# Beautiful rabbit on Ebay



## thedogsmother (Aug 28, 2008)

Before I report this one can anyone offer the bunny a home?
DOUBLE TIER RABBIT HUTCH NEAR BLACKPOOL on eBay (end time 15-Sep-09 10:52:25 BST)


----------



## GSDlover4ever (Feb 21, 2009)

thedogsmother said:


> Before I report this one can anyone offer the bunny a home?
> DOUBLE TIER RABBIT HUTCH NEAR BLACKPOOL on eBay (end time 15-Sep-09 10:52:25 BST)


shame there so far away!

those bunnies are gorgeous!


----------



## Guest (Sep 12, 2009)

What is wrong with people :cursing: To far away from me, and I think the OH would move out if another one turned up


----------



## Jazzy (Apr 15, 2009)

I think it's two bunnies isn't it?
Can't believe what they have put at the bottom that unless you want the two rabbits then don't bother bidding on the hutch.


----------



## GSDlover4ever (Feb 21, 2009)

i have cross posted this information to an animal rescue forum - hopefully someone on there will be able to help! (fingers crossed)


----------



## lozza84 (Jul 19, 2008)

omg how heartless !! too far from me aswell  :cursing:


----------



## paddyjulie (May 9, 2009)

Aww god i hope someone can give them a home.....bless the bunny looks lovely


----------



## thedogsmother (Aug 28, 2008)

GSDlover4ever said:


> i have cross posted this information to an animal rescue forum - hopefully someone on there will be able to help! (fingers crossed)
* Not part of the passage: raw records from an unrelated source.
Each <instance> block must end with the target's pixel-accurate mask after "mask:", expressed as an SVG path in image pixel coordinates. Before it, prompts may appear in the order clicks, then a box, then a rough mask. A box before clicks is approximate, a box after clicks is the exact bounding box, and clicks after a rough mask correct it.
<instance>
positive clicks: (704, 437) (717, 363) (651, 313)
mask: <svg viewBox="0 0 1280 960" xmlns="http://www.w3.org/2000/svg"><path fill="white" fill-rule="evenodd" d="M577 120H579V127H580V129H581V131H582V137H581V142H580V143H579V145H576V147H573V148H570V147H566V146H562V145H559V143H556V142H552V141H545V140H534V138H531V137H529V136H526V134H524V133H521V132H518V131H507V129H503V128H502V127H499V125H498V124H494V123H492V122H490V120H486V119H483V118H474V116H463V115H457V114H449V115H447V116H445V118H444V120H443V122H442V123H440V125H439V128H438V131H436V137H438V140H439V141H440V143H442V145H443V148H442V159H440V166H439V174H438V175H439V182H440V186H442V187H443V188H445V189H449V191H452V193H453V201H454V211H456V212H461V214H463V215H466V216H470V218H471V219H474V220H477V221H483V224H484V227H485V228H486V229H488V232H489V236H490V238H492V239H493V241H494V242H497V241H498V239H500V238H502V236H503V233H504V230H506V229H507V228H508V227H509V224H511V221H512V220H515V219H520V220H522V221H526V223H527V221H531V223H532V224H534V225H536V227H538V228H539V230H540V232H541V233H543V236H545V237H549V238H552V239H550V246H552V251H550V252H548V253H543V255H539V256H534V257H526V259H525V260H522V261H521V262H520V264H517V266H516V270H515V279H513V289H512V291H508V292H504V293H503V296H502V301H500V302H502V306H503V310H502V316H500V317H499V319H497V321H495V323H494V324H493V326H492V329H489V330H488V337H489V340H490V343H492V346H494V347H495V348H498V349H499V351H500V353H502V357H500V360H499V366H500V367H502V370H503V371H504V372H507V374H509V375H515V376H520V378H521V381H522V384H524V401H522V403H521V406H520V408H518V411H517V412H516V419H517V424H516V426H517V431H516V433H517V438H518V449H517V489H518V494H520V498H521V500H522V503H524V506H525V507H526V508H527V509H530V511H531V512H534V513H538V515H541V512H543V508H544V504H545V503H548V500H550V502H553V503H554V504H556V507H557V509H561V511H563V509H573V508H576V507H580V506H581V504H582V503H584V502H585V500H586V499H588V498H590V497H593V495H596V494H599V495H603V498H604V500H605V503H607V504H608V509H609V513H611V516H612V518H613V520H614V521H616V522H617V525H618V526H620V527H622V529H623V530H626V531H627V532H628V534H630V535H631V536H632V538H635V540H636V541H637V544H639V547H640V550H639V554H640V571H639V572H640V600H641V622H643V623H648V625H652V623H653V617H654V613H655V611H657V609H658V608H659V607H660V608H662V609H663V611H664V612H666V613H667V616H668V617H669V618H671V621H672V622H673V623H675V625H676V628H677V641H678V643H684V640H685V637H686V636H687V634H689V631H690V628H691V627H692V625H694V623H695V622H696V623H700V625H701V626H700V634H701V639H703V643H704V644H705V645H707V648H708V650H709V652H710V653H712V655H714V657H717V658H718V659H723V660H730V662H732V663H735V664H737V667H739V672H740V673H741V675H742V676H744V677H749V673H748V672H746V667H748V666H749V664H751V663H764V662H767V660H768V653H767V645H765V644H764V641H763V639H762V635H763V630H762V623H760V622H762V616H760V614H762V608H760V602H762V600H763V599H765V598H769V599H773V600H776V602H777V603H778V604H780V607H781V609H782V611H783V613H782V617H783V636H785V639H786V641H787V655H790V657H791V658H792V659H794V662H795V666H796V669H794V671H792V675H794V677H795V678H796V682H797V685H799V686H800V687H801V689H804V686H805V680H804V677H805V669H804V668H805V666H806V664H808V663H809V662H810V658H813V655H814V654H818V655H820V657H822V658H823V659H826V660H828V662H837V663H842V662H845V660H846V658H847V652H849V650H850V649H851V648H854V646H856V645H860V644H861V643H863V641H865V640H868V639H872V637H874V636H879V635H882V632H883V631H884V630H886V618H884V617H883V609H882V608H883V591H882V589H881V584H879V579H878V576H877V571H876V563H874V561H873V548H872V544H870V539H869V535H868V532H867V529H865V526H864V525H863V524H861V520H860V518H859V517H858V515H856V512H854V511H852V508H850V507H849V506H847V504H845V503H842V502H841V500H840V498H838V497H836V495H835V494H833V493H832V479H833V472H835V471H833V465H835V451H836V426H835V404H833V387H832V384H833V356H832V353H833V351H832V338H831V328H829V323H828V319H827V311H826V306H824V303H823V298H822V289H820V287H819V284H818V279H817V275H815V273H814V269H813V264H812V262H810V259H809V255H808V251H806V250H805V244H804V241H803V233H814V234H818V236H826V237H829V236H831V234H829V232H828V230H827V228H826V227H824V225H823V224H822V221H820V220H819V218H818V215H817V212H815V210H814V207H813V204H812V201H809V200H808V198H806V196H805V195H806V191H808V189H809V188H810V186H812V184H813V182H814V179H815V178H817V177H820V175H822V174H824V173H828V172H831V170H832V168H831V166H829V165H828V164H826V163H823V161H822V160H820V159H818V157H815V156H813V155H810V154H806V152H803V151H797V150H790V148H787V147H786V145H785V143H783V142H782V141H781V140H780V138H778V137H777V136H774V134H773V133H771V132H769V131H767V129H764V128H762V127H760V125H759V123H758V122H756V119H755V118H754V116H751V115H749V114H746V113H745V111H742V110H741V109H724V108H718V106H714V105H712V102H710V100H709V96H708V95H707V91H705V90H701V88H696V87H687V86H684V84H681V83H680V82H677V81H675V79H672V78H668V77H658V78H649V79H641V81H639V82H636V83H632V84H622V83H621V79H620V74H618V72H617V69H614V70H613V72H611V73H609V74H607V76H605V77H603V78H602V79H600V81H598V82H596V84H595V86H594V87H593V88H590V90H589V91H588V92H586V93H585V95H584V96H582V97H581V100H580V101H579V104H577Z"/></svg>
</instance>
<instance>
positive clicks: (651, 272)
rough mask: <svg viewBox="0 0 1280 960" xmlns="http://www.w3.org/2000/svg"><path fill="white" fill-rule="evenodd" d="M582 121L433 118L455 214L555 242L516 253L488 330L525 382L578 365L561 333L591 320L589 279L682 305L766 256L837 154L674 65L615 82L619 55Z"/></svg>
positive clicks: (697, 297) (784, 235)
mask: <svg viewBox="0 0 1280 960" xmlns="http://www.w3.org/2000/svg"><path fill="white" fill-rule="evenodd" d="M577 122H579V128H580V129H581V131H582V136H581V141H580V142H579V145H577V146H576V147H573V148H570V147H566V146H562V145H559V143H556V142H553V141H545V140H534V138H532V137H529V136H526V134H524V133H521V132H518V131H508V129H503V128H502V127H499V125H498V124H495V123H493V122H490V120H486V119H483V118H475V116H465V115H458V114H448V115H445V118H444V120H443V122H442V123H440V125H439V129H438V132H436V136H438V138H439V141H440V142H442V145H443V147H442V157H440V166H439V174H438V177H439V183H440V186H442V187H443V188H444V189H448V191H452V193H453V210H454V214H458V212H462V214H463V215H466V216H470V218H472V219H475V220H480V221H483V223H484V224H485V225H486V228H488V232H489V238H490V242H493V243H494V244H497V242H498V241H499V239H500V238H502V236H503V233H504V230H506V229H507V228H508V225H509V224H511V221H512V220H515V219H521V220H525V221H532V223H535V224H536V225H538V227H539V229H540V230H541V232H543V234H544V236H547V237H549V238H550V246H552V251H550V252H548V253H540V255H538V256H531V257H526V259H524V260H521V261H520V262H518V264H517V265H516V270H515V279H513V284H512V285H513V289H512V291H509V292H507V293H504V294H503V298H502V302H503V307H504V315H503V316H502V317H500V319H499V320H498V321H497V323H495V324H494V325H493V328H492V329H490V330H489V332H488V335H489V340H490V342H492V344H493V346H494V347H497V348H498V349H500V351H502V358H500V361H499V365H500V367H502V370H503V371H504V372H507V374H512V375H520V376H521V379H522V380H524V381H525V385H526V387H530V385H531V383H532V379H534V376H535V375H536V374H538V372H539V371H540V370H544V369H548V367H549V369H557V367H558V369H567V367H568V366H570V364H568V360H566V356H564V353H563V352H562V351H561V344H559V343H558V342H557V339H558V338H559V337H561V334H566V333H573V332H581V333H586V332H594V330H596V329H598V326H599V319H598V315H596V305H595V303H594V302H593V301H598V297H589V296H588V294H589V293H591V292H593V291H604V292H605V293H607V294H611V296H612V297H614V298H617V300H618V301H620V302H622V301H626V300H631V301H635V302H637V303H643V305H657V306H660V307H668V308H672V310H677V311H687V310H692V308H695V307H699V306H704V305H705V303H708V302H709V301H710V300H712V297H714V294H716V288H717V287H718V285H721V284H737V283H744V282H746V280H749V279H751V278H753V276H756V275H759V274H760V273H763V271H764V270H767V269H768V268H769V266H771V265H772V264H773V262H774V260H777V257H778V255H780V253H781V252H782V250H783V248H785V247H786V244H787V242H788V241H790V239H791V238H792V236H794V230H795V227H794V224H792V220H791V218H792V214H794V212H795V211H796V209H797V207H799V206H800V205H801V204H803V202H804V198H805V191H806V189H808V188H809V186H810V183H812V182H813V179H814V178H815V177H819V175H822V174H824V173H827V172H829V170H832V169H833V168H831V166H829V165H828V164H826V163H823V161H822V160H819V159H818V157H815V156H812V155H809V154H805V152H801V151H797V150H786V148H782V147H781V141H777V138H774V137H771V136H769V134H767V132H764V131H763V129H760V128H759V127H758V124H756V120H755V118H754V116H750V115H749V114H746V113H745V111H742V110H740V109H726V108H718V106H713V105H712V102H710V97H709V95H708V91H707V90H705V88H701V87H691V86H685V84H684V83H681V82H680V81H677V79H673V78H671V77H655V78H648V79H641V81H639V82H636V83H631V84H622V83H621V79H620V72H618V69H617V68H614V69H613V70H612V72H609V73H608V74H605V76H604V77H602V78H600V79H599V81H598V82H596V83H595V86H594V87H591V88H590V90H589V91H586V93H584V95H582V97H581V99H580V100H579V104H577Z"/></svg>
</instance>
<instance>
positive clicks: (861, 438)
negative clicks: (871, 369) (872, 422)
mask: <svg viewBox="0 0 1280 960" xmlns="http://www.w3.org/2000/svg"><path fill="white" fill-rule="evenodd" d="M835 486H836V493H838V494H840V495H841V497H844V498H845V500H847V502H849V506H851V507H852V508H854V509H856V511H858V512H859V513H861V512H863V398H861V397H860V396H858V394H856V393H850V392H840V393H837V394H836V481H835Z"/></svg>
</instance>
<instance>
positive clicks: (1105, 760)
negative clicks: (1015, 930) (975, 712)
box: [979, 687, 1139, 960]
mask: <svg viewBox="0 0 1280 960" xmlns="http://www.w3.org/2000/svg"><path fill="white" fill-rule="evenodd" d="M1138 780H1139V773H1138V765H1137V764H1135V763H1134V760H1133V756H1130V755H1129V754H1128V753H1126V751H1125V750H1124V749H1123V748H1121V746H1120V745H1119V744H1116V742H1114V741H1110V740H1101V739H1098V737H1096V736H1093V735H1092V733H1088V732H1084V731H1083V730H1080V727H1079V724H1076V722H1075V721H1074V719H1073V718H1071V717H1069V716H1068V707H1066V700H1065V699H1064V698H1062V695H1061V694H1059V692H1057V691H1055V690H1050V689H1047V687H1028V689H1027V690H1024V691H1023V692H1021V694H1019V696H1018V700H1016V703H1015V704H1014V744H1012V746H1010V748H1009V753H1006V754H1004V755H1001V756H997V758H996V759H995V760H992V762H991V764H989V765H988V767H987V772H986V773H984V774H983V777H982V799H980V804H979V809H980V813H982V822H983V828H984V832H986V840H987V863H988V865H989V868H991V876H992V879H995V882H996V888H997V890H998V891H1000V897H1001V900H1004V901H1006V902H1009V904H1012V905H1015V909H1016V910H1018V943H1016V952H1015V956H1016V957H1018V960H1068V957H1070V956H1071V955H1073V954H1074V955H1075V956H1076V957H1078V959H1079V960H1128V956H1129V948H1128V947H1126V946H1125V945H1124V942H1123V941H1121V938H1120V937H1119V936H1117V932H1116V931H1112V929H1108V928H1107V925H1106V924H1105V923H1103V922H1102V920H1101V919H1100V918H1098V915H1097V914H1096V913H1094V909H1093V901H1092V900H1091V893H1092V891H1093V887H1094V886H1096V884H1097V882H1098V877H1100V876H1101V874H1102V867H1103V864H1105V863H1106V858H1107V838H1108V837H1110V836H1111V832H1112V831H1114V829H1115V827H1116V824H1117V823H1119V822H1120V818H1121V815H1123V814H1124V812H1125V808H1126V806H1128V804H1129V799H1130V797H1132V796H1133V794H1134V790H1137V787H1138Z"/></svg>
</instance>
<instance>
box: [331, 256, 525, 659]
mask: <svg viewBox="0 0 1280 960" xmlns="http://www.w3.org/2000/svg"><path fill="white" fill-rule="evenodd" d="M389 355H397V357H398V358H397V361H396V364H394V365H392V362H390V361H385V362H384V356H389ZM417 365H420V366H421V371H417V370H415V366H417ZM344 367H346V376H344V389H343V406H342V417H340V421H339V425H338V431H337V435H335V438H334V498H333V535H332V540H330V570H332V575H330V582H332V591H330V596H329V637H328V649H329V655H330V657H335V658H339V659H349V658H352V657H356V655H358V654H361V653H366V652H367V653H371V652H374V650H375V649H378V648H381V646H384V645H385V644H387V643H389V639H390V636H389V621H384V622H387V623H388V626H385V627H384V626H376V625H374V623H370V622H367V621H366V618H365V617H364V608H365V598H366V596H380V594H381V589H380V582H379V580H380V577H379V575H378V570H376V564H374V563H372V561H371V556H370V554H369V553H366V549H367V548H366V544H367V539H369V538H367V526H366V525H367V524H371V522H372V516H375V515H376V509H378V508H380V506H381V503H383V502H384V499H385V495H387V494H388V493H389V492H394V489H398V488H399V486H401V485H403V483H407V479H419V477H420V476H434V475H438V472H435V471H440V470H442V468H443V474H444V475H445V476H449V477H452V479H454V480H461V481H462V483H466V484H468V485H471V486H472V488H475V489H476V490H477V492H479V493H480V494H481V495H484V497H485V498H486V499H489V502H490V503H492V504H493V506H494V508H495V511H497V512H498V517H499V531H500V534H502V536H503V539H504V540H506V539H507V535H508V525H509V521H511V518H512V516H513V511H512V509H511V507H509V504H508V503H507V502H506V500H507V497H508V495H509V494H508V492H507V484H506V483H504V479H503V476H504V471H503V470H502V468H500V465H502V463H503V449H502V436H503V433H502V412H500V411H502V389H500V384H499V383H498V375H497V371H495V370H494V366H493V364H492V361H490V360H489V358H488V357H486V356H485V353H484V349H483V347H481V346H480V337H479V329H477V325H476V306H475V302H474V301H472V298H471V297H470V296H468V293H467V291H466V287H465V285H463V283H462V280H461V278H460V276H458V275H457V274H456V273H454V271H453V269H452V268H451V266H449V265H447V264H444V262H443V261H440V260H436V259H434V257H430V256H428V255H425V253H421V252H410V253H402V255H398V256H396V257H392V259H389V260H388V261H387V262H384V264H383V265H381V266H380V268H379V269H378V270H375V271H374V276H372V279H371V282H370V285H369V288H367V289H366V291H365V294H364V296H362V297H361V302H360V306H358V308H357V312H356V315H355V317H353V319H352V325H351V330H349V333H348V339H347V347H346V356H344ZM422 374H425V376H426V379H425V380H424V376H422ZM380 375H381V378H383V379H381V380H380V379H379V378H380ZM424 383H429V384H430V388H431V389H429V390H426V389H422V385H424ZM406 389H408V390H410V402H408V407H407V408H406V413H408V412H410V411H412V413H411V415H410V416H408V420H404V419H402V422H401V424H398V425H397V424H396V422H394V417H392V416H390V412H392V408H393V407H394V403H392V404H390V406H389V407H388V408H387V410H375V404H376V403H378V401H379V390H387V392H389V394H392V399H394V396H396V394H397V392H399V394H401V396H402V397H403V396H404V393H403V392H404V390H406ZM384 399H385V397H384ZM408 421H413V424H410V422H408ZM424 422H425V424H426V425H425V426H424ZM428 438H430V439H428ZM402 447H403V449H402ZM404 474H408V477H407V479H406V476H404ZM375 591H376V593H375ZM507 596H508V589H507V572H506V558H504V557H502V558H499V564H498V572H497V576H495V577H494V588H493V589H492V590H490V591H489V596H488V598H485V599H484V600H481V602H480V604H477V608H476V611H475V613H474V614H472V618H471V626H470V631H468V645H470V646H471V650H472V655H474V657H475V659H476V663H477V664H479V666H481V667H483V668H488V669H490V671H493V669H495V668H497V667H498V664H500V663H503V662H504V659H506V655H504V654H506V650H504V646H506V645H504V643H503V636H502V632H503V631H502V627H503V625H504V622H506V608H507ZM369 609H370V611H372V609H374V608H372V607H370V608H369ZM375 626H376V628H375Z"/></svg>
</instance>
Thank you, everything is crossed for them.


----------



## srhdufe (Feb 11, 2009)

Awwww i would love them.. A bit too far tho


----------



## srhdufe (Feb 11, 2009)

I tried to email them but its been removed


----------



## GSDlover4ever (Feb 21, 2009)

srhdufe said:


> I tried to email them but its been removed


awwwww i hope they are safe and get a good home!


----------



## thedogsmother (Aug 28, 2008)

srhdufe said:


> I tried to email them but its been removed


Oh no, god only knows where they will end up now, hope they get the new owners they derserve.


----------